In general we want to measuring what matters to users, so removing a lot of spam that nobody sees doesn't really make anything better.
By the same token, if you are trying to launch a new spam classifier that has some false positives, if one of the false positives is yahoo or facebook, it doesn't really matter how good it is, it will never be worth the collateral damage.
As a result, rather than measuring precision/recall as a percentage of domains or as a percentage of urls we usually try to measure it as a percentage of results that appeared on a search result page or results that users click on, mined from our logs.
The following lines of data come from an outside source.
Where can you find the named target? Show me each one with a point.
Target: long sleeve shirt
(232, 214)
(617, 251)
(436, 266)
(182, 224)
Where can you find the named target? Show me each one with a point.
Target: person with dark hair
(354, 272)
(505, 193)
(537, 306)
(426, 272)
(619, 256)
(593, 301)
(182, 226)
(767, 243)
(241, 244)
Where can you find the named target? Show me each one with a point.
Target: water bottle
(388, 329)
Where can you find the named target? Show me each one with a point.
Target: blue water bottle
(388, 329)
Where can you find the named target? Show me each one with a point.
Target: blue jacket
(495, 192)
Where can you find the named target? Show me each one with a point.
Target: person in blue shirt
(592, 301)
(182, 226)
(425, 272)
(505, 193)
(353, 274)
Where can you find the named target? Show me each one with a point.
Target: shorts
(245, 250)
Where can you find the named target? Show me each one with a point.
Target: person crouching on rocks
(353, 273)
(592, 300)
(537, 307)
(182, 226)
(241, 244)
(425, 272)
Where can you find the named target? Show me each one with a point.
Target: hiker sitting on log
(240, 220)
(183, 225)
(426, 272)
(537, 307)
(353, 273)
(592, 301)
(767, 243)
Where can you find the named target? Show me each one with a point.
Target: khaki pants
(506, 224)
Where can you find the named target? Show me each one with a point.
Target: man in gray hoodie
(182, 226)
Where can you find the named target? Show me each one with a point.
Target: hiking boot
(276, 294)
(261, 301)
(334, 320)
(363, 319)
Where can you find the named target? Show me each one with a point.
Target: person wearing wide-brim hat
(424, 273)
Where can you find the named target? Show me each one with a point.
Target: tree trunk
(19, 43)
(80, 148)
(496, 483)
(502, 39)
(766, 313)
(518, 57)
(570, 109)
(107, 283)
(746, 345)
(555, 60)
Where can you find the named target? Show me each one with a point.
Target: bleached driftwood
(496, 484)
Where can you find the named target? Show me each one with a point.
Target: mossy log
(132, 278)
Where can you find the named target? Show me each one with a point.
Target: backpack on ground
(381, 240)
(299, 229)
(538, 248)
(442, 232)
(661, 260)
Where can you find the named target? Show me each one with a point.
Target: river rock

This is one of the bajillion reasons why it's absurd to expect Google to throw away all its logs data. The logs are essential to coming to any meaningful conclusions about the current quality of our search, let alone finding ways to improve it.
"As a result, rather than measuring precision/recall as a percentage of domains or as a percentage of urls we usually try to measure it as a percentage of results that appeared on a search result page or results that users click on, mined from our logs."
So this basically means that you are able to discern content spam on authoritative domains (facebook, wordpress.com, etc) based on ctr, bounce, impressions compared to surrounding serp results rather than comparing that data against the parent domain as a whole?
By the same token, if you are trying to launch a new spam classifier that has some false positives, if one of the false positives is yahoo or facebook, it doesn't really matter how good it is, it will never be worth the collateral damage.
As a result, rather than measuring precision/recall as a percentage of domains or as a percentage of urls we usually try to measure it as a percentage of results that appeared on a search result page or results that users click on, mined from our logs.
This is one of the bajillion reasons why it's absurd to expect Google to throw away all its logs data. The logs are essential to coming to any meaningful conclusions about the current quality of our search, let alone finding ways to improve it.